Following his doctoral studies, he remained at SFU in the Laboratory of Chemical Glycobiology, headed by Dr David Vocadlo, until his appointment (in January 2015) as an assistant professor of Chemistry at the University of British Columbia’s (UBC’s) Okanagan campus, located in Kelowna BC, the heart of BC’s wine country. During both his PhD and post-doctoral studies, he has been researching the biological effects of experimental drugs that interfere with normal carbohydrate metabolism in either cell culture or animal models. This research involved the development of numerous analytical tools and methods to study the complex carbohydrates produced by living things. Dr.
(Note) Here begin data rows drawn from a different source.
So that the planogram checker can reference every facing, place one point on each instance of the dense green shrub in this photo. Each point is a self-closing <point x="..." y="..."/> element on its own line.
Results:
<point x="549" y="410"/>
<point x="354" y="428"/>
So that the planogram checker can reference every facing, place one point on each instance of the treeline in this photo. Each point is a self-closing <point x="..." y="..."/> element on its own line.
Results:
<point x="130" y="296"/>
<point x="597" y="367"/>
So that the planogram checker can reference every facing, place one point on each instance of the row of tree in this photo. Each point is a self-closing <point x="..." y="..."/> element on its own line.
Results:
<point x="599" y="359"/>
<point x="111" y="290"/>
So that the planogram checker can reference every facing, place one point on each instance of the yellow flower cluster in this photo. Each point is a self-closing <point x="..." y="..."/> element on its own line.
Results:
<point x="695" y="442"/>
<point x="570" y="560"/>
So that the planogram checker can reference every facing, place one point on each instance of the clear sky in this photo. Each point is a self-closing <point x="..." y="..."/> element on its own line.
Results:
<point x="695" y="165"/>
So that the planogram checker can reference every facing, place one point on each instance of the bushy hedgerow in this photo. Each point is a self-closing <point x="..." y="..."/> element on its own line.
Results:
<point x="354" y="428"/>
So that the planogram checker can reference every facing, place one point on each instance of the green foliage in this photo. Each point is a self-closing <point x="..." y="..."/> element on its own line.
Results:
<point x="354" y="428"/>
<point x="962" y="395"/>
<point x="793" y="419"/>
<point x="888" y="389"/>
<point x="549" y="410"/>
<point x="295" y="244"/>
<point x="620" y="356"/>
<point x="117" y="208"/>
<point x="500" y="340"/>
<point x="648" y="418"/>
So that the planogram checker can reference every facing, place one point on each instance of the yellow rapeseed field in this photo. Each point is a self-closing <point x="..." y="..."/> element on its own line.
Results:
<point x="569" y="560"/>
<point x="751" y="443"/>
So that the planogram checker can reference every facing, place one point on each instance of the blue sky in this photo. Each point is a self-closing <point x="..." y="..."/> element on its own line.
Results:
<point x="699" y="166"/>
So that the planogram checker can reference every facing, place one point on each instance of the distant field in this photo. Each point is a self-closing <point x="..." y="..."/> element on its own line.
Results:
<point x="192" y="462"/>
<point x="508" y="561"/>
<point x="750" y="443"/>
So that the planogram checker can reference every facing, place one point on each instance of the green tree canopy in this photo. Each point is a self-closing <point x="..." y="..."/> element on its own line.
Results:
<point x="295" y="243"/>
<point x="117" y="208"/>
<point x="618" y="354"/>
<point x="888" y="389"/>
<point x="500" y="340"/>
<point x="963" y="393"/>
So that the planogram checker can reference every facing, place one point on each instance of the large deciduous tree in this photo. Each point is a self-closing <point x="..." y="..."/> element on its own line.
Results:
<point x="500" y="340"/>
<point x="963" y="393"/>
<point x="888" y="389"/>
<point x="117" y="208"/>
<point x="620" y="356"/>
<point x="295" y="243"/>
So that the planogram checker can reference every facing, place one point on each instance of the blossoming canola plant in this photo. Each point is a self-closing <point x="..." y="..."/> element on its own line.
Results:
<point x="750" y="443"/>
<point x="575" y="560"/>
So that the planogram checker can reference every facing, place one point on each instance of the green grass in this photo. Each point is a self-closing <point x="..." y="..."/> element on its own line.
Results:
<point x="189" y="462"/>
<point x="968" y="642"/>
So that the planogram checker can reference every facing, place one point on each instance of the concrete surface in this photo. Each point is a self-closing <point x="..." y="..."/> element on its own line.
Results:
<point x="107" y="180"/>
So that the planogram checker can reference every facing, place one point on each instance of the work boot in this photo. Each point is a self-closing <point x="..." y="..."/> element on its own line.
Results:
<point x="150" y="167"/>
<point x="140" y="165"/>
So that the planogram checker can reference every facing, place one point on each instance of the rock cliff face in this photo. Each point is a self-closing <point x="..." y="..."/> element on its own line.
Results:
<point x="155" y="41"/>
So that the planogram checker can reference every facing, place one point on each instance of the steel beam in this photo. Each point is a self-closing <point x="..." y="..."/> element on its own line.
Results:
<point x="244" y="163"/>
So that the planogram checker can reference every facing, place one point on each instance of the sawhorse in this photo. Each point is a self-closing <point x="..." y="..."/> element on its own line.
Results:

Zandberg’s research group now specializes in harnessing the techniques and tools of analytical chemistry to study how microbes like yeast and bacteria break down carbohydrate-containing compounds in grapes, wine, milk and dairy products (etc.), in order to better understand the biological impact of these chemical processes.
Matthew Noestheden is currently a PhD candidate in the Department of Chemistry at the University of British Columbia’s Okanagan campus under the supervision of Dr. Wesley F Zandberg. His PhD research is focused on developing new analytical strategies to investigate smoke-taint and the application of these techniques to facilitate the rational design of protective and remediation strategies.
Prior to this he earned a BSc (honours) degree at the University of Saskatchewan, majoring in biochemistry and an MSc in chemistry from the University of Ottawa under the supervision of Dr. John Pezacki. Between his MSc and returning to pursue his PhD, he worked for 10 years as a liquid chromatography-mass spectrometry expert, with notable roles as a consultant for Agilent Technologies and as an application specialist for SCIEX.